Lukas stürmte in sein Zimmer nach oben. Die Wohnung, in der er aufgewachsen war, war äußerst geräumig und erstreckte sich über zwei Stockwerke des gepflegten Altbaus. Die Deckenhöhe war gewaltig in allen Zimmern und reich mit Stuck verziert. Sein Zimmer war hochwertig eingerichtet, aber nicht übermäßig prunkvoll wie der Rest der Wohnung.

Sein Vater war gut als Anwalt und er hätte es sehr weit gebracht, in einer normalen Kanzlei. Aber er hatte den Weg des Dienstes an Gott gewählt und war anscheinend der Einzige in seiner Kanzlei, der das selbstlos auf sich nahm. Nie hätte er eine Entscheidung für seinen eigenen Gewinn getroffen und wenn ausnahmsweise mehr raussprang, steckte er das in ein weiteres Kirchenprojekt.

Darüber beschwerte sich Lukas nicht. Seine Familie hatte ein gutes Einkommen und es fehlte ihnen an nichts. Jedoch dieser unbändige Hass seines Vaters gegenüber allen, die er als Ungläubige ansah, war es, was ihn stets zur Verzweiflung brachte.

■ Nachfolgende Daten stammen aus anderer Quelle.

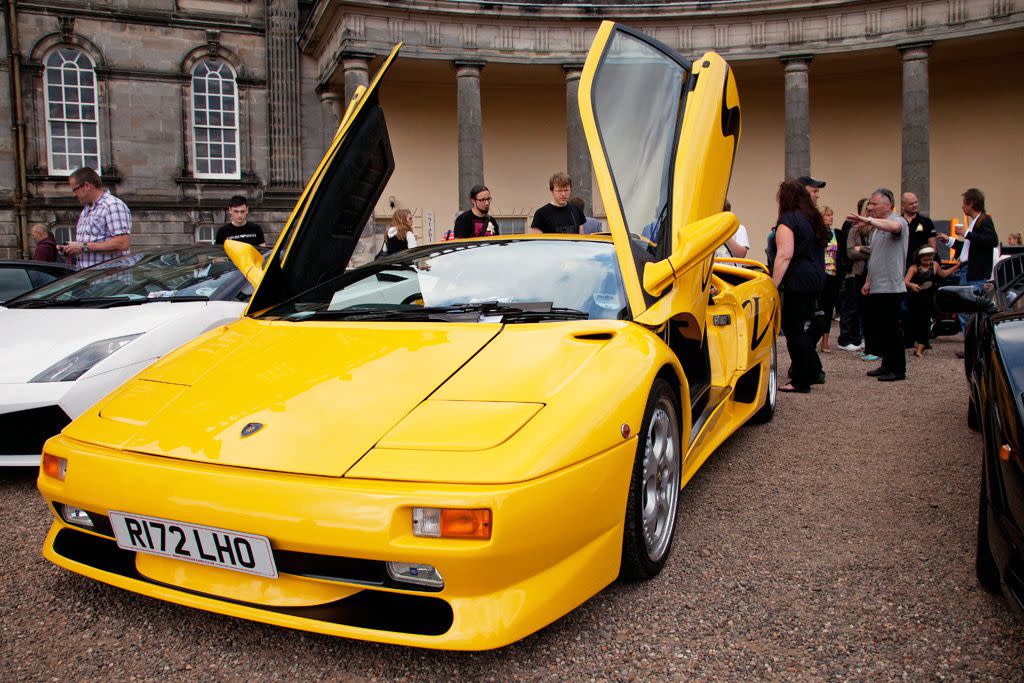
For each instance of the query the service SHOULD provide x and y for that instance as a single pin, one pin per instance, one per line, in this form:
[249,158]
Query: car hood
[37,338]
[307,398]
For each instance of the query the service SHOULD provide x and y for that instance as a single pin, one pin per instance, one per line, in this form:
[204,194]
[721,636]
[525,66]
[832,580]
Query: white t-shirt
[740,237]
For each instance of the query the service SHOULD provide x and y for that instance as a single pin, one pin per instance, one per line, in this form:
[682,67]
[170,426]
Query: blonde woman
[399,235]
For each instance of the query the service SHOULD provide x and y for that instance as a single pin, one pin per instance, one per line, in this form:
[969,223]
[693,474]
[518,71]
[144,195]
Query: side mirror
[702,238]
[963,299]
[247,259]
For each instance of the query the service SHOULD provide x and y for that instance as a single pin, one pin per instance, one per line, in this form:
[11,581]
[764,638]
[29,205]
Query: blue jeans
[976,284]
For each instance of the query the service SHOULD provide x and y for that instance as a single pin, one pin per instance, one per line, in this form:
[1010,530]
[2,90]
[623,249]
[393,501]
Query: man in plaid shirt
[103,228]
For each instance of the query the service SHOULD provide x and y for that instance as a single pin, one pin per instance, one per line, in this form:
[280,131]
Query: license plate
[194,543]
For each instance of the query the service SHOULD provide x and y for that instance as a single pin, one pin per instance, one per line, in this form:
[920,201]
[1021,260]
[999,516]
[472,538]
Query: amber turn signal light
[54,467]
[452,523]
[465,523]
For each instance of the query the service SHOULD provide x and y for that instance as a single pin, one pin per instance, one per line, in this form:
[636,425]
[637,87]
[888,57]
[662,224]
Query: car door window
[12,283]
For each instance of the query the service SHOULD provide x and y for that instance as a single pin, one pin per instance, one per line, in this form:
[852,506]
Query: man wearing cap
[813,186]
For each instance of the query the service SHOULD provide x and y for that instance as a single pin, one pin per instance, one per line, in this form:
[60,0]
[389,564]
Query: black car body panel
[994,365]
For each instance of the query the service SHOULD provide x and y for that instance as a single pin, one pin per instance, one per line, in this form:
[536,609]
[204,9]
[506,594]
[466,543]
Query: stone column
[330,114]
[916,162]
[798,117]
[470,129]
[578,154]
[356,69]
[283,80]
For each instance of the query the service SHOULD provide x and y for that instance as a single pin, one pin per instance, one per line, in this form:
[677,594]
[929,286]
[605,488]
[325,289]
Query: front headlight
[79,363]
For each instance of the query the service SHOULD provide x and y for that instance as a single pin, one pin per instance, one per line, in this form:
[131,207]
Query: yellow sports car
[458,444]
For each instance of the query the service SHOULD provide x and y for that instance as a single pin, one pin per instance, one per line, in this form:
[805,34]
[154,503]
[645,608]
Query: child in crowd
[921,283]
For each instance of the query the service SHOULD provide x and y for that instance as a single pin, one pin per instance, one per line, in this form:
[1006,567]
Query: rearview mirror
[702,238]
[247,259]
[963,299]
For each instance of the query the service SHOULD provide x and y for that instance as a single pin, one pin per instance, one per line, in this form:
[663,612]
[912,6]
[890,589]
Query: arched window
[72,117]
[215,121]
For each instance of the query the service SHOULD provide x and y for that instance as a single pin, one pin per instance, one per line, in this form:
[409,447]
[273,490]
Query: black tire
[767,412]
[984,563]
[972,414]
[653,498]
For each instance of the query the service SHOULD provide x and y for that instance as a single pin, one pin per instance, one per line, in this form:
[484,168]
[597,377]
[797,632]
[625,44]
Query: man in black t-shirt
[559,215]
[922,227]
[476,222]
[239,226]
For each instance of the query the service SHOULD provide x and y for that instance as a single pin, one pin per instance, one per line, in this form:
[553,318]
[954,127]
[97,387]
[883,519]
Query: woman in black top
[800,272]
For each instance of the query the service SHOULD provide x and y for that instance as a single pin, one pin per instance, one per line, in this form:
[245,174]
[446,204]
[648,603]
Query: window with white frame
[62,233]
[215,121]
[72,116]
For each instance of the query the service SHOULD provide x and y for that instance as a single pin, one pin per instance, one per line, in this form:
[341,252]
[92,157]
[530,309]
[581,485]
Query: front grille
[380,610]
[24,432]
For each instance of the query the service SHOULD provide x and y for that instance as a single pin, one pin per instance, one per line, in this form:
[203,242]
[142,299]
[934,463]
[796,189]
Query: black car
[18,276]
[993,355]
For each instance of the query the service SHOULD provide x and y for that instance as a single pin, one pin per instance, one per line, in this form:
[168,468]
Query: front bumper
[30,414]
[556,541]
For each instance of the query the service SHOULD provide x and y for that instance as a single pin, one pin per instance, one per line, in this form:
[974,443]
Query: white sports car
[68,344]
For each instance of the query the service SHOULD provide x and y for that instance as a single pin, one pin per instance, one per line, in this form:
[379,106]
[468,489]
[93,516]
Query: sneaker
[891,377]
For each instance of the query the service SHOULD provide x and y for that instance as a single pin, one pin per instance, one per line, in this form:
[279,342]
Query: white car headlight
[79,363]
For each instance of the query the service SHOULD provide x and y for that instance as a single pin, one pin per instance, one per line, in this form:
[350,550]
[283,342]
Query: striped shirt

„Sicher erhält Gott keine Aufgaben. Von wem auch? Nennen wir es simpel Verpflichtung gegenüber seiner Schöpfung. Dieselbe, die Eltern gegenüber ‚ihrer Schöpfung‘, ihren Kinder, haben.“

– 3 –

Am nächsten Tag machte sich Lukas keine Illusionen, dass sein Vater das mit der Strafe vergessen hatte. Der Kirchenbesuch war in Christians Augen logischerweise niemals eine Strafe.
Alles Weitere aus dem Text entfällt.